Dalam hal ini, Hasan Al Banna sedapat mungkin memelihara diri untuk benturan dan serangan. Melalui setiap pengajian-pengajiannya, beliau menyentuh bab aqidah yang benar, membangunnya, menguatkannya dan mengokohkannya sesuai dengan arahan Al Qur’ an, hadits-hadits Rasul shalallahu ‘alaihi wa sallam dan sirah para salafush shalih. Beliau tidak menyampaikannya melalui landasan pada teori-teori filsafat atau fiqih, tapi mengajak para pendengamya untuk melihat sisi keagungan Allah Subhanahu wa Ta’ala di alam semesta ciptaan-Nya, kebesaran sifat-sifat-Nya, peringatan terhadap akhirat, dengan tetap terikat pada keagungan Al Quran. Al Banna tidak serta merta menghancurkan pemahaman aqidah yang keliru kecuali setelah berhasil membangun kokoh landasan aqidah yang benar. Sebab pada hakikatnya, mudah sekali menghancurkan sebuah bangunan manakala sebuah bangunan kokoh telah berdiri.
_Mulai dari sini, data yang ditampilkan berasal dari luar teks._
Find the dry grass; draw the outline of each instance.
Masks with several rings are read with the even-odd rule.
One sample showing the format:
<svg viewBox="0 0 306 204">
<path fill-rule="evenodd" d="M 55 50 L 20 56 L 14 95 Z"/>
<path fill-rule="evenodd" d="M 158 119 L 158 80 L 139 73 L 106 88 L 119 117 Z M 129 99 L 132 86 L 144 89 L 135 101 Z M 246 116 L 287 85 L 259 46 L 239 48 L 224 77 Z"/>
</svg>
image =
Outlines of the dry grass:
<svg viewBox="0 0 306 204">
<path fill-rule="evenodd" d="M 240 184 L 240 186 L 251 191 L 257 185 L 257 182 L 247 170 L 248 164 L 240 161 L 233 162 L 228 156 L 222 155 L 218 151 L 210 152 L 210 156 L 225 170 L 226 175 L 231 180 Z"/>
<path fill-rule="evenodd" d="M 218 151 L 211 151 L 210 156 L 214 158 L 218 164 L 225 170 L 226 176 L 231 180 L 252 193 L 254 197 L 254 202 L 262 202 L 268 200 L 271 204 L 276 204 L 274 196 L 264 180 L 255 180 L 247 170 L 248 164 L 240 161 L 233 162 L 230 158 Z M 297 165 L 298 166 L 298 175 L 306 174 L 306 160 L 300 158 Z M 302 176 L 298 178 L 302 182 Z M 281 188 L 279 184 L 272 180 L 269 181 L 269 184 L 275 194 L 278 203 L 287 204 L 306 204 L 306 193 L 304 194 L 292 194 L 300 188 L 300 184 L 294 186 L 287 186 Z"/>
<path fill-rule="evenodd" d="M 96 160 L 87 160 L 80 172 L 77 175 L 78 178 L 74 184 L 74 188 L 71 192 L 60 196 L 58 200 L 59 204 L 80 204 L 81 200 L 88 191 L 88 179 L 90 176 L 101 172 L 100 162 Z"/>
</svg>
Waktu terus berputar, pemikiran Al Banna semakin mengkristal, tidak hanya tercermin dalam bentuk iltizamnya kepada pemahaman Islam para salafush shalih, tapi juga dalam bentuk perlawanannya secara terang-terangan kepada mereka yang bertentangan, baik perkataan, dan perbuatan, dengan pemahaman salafush shalih terhadap Islam. Pada akhir mudzakkirahnya yang diselesaikan pada tahun 1350 H atau 1931 M itu, Al Banna menceritakan seseorang yang datang ke kota Isma’iliyah dan menyeru masyarakat agar bergabung pada aliran tarekatnya. Hasan Al Banna berkata pada dirinya sendiri:

“Sesungguhnya aku hanya memposisikan diri untuk berda’wah kepada sesuatu yang kupandang sebagai jalan terbaik untuk ishlah kepada Islam. Tapi orang-orang seperti mereka ingin merubah da’wah, dan membentuknya sesuai keinginan mereka. Hal itu tidak aku ingini.”

Sekarang sudah tiba saatnya, di mana sebelumnya aku cenderung menyingkirkan diri dari semua propaganda yang rancu, kini aku paparkan tujuan ishlah kepada Islam yang intinya adalah kembali pada Al Quran dan sunnah rasul-Nya, membersihkan akal dari semua khurafat dan waham, dan mengajak manusia kembali padapetunjuk Islam yang hanif.”[3]



[1] Raf’u Al Malam ‘an Al Aimmati Al A‘lam, hal. 31.

[2] Al La Madzhabiyah, hal. 35,86,87.

[3] Mudzakkiratu Ad Da’wah wa Ad Da’iyah, Hasan Al Banna, cet. II, Beirut, tahun 1366 H – 1966 M, hal 25, 58-59, 61, 74, 79, 100-102, 126. Dikutip dari As Salafiyah fi Al Mutama’at Al Mu’ashirah, Muhammad Fathy Utsman, hal. 122-126.